In [1]:
from copy import deepcopy
from pathlib import Path
from random import shuffle

from miditok import TokenizerConfig
from miditok.pytorch_data import DatasetMIDI, DataCollator
from miditok.utils import split_files_for_training
from miditok.data_augmentation import augment_dataset
from torch import Tensor, argmax
from torch.utils.data import DataLoader
from torch.cuda import is_available as cuda_available, is_bf16_supported
from torch.backends.mps import is_available as mps_available
from transformers import AutoModelForCausalLM, MistralConfig, Trainer, TrainingArguments, GenerationConfig
from transformers.trainer_utils import set_seed
from tqdm import tqdm
import torch
from symusic import Score
from hello_remi import ChordREMI

  from .autonotebook import tqdm as notebook_tqdm


In [None]:
TOKENIZER_PARAMS = {
    "special_tokens": ["PAD", "BOS", "EOS"],
    "use_tempos": True,
    "use_programs": False,  # no multitrack here
    "num_tempos": 32,
    "tempo_range": (50, 200),  # (min_tempo, max_tempo)
    "log_tempo": True,
    "additional_params": {
        "use_chord_tokens": True  # 确保配置中包含和弦token
    }
}
config = TokenizerConfig(**TOKENIZER_PARAMS)

# Creates the tokenizer
tokenizer = ChordREMI(config)

In [None]:
print(len(tokenizer))
tokenizer.save("tokenizer_exp_02.json")

In [2]:
tokenizer = ChordREMI(params="tokenizer_exp_02.json")
print(len(tokenizer))

362


In [None]:
# Split MIDI paths in train/valid/test sets
total_num_files = len(midi_paths)
num_files_valid = round(total_num_files * 0.15)
num_files_test = round(total_num_files * 0.05)
shuffle(midi_paths)
midi_paths_valid = midi_paths[:num_files_valid]
midi_paths_test = midi_paths[num_files_valid:num_files_valid + num_files_test]
midi_paths_train = midi_paths[num_files_valid + num_files_test:]

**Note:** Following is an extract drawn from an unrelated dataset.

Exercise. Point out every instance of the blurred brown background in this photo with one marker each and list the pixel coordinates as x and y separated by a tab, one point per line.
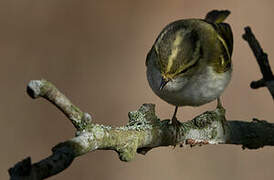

# Chunk MIDIs and perform data augmentation on each subset independently
for files_paths, subset_name in (
    (midi_paths_train, "train"), (midi_paths_valid, "valid"), (midi_paths_test, "test")
):

    # Split the MIDIs into chunks of sizes approximately about 1024 tokens
    subset_chunks_dir = Path(f"exp_{subset_name}_02")
    split_files_for_training(
        files_paths=files_paths,
        tokenizer=tokenizer,
        save_dir=subset_chunks_dir,
        max_seq_len=1024,
        num_overlap_bars=2,
    )

    # Perform data augmentation
    augment_dataset(
        subset_chunks_dir,
        pitch_offsets=[-12, 12],
        velocity_offsets=[-4, 4],
        duration_offsets=[-0.5, 0.5],
    )


In [None]:
midi_paths_train = list(Path("exp_train_02").glob("**/*.mid")) + list(Path("exp_train_02").glob("**/*.midi"))
midi_paths_valid = list(Path("exp_valid_02").glob("**/*.mid")) + list(Path("exp_valid_02").glob("**/*.midi"))
midi_paths_test = list(Path("exp_test_02").glob("**/*.mid")) + list(Path("exp_test_02").glob("**/*.midi"))
kwargs_dataset = {"max_seq_len": 1024, "tokenizer": tokenizer, "bos_token_id": tokenizer["BOS_None"], "eos_token_id": tokenizer["EOS_None"]}
dataset_train = DatasetMIDI(midi_paths_train, **kwargs_dataset)
dataset_valid = DatasetMIDI(midi_paths_valid, **kwargs_dataset)
dataset_test = DatasetMIDI(midi_paths_test, **kwargs_dataset)

In [None]:
# Creates model
model_config = MistralConfig(
    vocab_size=len(tokenizer),
    hidden_size=512,
    intermediate_size=2048,
    num_hidden_layers=6,
    num_attention_heads=8,
    num_key_value_heads=4,
    sliding_window=256,
    max_position_embeddings=2048,
    pad_token_id=tokenizer['PAD_None'],
    bos_token_id=tokenizer['BOS_None'],
    eos_token_id=tokenizer['EOS_None'],
)
model = AutoModelForCausalLM.from_config(model_config)
print(len(tokenizer))

In [None]:
def compute_metrics(eval_pred):
    """
    使用纯PyTorch计算准确率，不依赖外部metrics库
    
    :param eval_pred: 包含predictions和labels的元
    :return: 包含accuracy的字典
    """
    predictions, labels = eval_pred
    predictions = torch.tensor(predictions)
    labels = torch.tensor(labels)
    
    # 创建掩码，排除padding标记(-100)
    not_pad_mask = labels != -100
    
    # 过滤掉padding标记
    filtered_labels = labels[not_pad_mask]
    filtered_predictions = predictions[not_pad_mask]
    
    # 计算准确率：正确预测的数量除以总数量
    correct_predictions = (filtered_predictions == filtered_labels).sum().item()
    total_predictions = filtered_labels.numel()
    
    accuracy = correct_predictions / total_predictions if total_predictions > 0 else 0.0
    
    return {"accuracy": accuracy}

def preprocess_logits(logits: Tensor, _: Tensor) -> Tensor:
    """
    Preprocess the logits before accumulating them during evaluation.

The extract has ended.